Got fatal error 1236 from master when reading data from binary log: ‘log event entry exceeded max_allowed_packet; Increase max_allowed_packet on master; the first event ‘bin-1.084438’ at 48870187, the last event read from ‘/data2/binlogs/bin-1.084438’ at 123, the last byte read from ‘/directory/binlogs/bin-1.084438’ at 48870206.’

I have 1 master and 2 slaves replicating from it.

I slave has resulted in the error.
The other slave did not experience this error.

All settings regarding max packet size is the same on ALL nodes:
mysql> show global variables like ‘%max_allowed%’;
±-------------------------±-----------+
| Variable_name | Value |
±-------------------------±-----------+
| max_allowed_packet | 1073741824 |
| slave_max_allowed_packet | 1073741824 |
±-------------------------±-----------+
2 rows in set (0.00 sec)

The only immediate difference I see is that the mysql server version is slightly different:
master: Server version: 5.7.36-39-log Percona Server
slave with NO error: Server version: 5.7.36-39-log Percona Server
slave with error: Server version: 5.7.39-42-log Percona Server

I see some people suggesting to issue SQL_SLAVE_SKIP_COUNTER on the slave, but I would rather not do this as I would like the slave to remain consistent.

Any ideas out there?

Well mostly like this could be due some loads on your master server, the packet from the master might be more than max allowed packet.
Solutions
Check your conf for max allowed packet in both Slave and master. If it’s low increase in both
Make sure they both have same values both Slave and master.
Also, there is a parameter in Slave server called Slave max allowed packet. Please check for this value. If it’s low or at default you can responsibly change it.

Finally try to skip past that binary log if all these dont work. You can always use pt-checksum and pt-table-sync to sync your SLAVE TO MASTER after.
Pt-table-sync and pt-table-checksums are two fine tools by percona you can’t get it wrong. It’s mature and reliable.
Please act responsibly always try everything out on your test environments before using in production

Did the replica crash recently ?

One possibility is that the binary log entry is corrupted.
Write down the file/pos for current replication, then forget replication settings (STOP SLAVE: RESET SLAVE ALL:) then set replication again to continue from where it left of

Thanks.

I ended up setting a new position, which got us moving again. However, I am going to rebuild the slave as I don’t trust its consistency any more. Unfortunately. I believe this is a Percona bug as it appears the master wrote more than max allowed packets to the binary log.

Regarding the show slave status command.
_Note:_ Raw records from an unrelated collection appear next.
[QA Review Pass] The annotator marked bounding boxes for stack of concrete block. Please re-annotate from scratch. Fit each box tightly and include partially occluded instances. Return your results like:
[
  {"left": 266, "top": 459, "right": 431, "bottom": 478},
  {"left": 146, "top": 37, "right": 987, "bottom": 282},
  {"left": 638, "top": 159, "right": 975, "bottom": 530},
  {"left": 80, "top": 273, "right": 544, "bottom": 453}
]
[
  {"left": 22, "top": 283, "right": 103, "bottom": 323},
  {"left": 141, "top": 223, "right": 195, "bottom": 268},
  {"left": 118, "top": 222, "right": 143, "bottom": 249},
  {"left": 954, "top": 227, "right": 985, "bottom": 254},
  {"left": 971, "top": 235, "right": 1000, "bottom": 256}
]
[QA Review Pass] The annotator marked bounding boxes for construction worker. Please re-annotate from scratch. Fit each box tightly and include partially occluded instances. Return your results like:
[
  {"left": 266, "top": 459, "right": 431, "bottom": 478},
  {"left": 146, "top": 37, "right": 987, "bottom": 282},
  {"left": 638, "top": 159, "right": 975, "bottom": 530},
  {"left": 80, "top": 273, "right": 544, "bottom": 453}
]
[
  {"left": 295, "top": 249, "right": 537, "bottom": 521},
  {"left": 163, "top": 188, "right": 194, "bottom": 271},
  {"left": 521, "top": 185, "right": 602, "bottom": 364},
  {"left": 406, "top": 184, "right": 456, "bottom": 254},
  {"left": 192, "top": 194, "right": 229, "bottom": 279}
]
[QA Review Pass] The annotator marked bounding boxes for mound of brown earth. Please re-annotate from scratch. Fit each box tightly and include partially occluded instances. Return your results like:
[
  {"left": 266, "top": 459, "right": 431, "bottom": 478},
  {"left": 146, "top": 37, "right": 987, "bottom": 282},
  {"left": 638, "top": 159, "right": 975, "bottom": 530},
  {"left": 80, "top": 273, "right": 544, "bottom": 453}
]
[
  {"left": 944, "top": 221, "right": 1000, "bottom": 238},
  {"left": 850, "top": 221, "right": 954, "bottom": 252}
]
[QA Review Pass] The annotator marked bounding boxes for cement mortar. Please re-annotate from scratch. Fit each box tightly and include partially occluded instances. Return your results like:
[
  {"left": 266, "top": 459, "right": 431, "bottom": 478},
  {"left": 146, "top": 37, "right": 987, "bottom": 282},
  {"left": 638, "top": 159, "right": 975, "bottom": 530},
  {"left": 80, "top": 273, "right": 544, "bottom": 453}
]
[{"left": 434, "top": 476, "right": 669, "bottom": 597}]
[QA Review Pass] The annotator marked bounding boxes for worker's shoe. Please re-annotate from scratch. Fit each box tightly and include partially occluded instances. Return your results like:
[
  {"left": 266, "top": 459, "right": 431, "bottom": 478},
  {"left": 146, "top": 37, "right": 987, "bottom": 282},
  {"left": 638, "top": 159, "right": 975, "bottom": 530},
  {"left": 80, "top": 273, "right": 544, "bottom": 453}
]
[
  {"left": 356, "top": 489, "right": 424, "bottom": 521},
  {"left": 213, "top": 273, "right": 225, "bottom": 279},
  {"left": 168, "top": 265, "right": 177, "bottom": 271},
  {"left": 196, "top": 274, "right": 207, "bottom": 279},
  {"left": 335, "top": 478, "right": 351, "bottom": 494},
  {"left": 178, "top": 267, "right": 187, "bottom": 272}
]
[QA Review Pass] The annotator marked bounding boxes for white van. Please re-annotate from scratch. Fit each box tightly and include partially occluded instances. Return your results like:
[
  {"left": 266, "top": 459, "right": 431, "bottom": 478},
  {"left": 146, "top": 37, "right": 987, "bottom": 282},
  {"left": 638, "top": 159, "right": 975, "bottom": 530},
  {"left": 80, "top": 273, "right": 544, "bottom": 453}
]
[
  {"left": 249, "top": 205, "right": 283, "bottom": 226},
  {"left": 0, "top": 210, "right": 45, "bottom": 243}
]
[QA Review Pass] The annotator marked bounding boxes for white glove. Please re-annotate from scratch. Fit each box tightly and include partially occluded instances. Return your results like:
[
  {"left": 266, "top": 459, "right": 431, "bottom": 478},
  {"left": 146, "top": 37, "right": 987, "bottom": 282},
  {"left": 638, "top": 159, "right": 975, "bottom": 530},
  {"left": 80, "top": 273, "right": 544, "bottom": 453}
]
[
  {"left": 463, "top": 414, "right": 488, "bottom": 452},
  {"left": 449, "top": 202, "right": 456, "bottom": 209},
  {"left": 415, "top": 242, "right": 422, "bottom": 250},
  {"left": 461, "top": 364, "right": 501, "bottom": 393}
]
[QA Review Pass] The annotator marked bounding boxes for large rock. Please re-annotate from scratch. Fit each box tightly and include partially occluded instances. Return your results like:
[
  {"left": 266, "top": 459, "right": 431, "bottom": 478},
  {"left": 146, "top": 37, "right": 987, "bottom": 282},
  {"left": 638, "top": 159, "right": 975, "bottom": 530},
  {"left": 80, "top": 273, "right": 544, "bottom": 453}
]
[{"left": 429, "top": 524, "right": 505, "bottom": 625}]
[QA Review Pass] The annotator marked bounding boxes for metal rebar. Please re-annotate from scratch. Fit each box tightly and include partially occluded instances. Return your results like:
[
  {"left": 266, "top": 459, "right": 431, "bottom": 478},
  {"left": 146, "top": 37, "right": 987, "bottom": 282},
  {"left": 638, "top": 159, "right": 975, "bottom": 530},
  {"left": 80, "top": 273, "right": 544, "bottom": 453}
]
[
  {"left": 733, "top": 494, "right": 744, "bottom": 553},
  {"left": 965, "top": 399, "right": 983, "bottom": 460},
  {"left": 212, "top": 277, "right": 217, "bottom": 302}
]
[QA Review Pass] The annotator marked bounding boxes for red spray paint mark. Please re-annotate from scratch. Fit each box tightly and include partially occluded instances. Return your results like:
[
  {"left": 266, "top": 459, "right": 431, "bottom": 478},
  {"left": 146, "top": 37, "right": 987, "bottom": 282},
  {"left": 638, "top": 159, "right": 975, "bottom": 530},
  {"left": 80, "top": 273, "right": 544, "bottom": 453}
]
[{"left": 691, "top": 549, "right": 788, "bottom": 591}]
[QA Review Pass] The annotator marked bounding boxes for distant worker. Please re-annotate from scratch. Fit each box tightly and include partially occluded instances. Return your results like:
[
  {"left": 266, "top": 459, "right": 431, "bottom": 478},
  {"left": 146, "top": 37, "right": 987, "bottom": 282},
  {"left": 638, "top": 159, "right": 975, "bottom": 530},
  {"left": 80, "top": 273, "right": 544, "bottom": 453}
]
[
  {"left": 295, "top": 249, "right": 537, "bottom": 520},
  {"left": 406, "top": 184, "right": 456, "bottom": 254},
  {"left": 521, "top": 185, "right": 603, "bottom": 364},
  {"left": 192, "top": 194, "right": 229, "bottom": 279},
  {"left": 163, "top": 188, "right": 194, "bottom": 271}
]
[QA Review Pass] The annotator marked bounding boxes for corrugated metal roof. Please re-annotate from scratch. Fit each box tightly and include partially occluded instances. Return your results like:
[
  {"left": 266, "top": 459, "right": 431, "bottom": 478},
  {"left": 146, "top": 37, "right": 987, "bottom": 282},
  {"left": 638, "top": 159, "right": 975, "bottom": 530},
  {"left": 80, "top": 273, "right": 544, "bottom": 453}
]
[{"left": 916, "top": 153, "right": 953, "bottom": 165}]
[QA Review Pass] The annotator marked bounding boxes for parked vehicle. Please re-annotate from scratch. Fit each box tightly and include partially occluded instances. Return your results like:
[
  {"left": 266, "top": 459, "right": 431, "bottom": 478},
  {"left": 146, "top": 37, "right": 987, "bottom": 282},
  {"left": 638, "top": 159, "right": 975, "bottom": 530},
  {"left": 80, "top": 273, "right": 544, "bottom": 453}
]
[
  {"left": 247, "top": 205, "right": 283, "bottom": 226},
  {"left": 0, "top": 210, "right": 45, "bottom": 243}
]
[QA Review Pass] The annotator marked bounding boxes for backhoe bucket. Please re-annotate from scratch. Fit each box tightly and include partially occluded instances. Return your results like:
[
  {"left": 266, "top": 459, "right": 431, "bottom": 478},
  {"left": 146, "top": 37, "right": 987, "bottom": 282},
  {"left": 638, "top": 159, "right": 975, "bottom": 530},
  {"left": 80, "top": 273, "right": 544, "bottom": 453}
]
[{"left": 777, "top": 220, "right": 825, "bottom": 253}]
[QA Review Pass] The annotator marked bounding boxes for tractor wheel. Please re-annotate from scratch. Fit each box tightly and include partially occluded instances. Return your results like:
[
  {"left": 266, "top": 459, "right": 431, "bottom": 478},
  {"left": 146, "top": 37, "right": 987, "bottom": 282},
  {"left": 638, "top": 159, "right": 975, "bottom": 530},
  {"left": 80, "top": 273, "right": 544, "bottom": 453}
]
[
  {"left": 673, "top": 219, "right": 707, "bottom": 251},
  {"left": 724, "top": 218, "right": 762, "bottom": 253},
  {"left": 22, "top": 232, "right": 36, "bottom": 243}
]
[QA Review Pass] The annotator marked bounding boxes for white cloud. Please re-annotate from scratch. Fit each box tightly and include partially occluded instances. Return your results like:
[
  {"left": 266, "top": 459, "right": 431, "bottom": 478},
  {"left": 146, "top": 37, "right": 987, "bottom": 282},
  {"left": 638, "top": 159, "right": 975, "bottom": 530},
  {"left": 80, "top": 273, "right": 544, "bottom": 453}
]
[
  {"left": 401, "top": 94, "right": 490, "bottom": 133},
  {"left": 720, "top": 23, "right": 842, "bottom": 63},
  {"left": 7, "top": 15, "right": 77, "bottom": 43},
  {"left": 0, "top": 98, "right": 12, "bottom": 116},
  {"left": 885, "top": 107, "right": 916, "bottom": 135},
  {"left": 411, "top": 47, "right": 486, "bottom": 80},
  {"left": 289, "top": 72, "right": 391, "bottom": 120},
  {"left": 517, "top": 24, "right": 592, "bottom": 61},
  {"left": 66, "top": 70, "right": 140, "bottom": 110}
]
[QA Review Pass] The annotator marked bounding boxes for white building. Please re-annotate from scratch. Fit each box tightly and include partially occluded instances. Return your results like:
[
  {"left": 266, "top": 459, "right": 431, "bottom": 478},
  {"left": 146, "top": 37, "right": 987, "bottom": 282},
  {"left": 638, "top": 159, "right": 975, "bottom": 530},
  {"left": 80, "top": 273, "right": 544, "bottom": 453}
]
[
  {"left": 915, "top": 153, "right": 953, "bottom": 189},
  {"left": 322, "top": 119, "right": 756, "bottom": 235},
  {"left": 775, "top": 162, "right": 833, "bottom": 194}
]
I did see something that appears to be impossible and am looking for some feed back.

At the time of the error the coordinates in the show slave status command seems impossible. Note both IO and SQL threads were in the same binary log file bin-1.084438.

  • Master_Log_File: bin-1.084438
  • Read_Master_Log_Pos: 48870187
  • Relay_Master_Log_File: bin-1.084438
  • Exec_Master_Log_Pos: 765952106

The exec_master_log_pos is a higher number than read_master_log_pos within the same binary log file. I would think that exec_master_log_pos can never be a higher number when in the same binary log file and at most can be the same number. Unless my logic is wrong it would seem at some point things got really messed up here and the sql thread somehow jumped ahead.

Any thoughts/comments would be welcome. Thanks.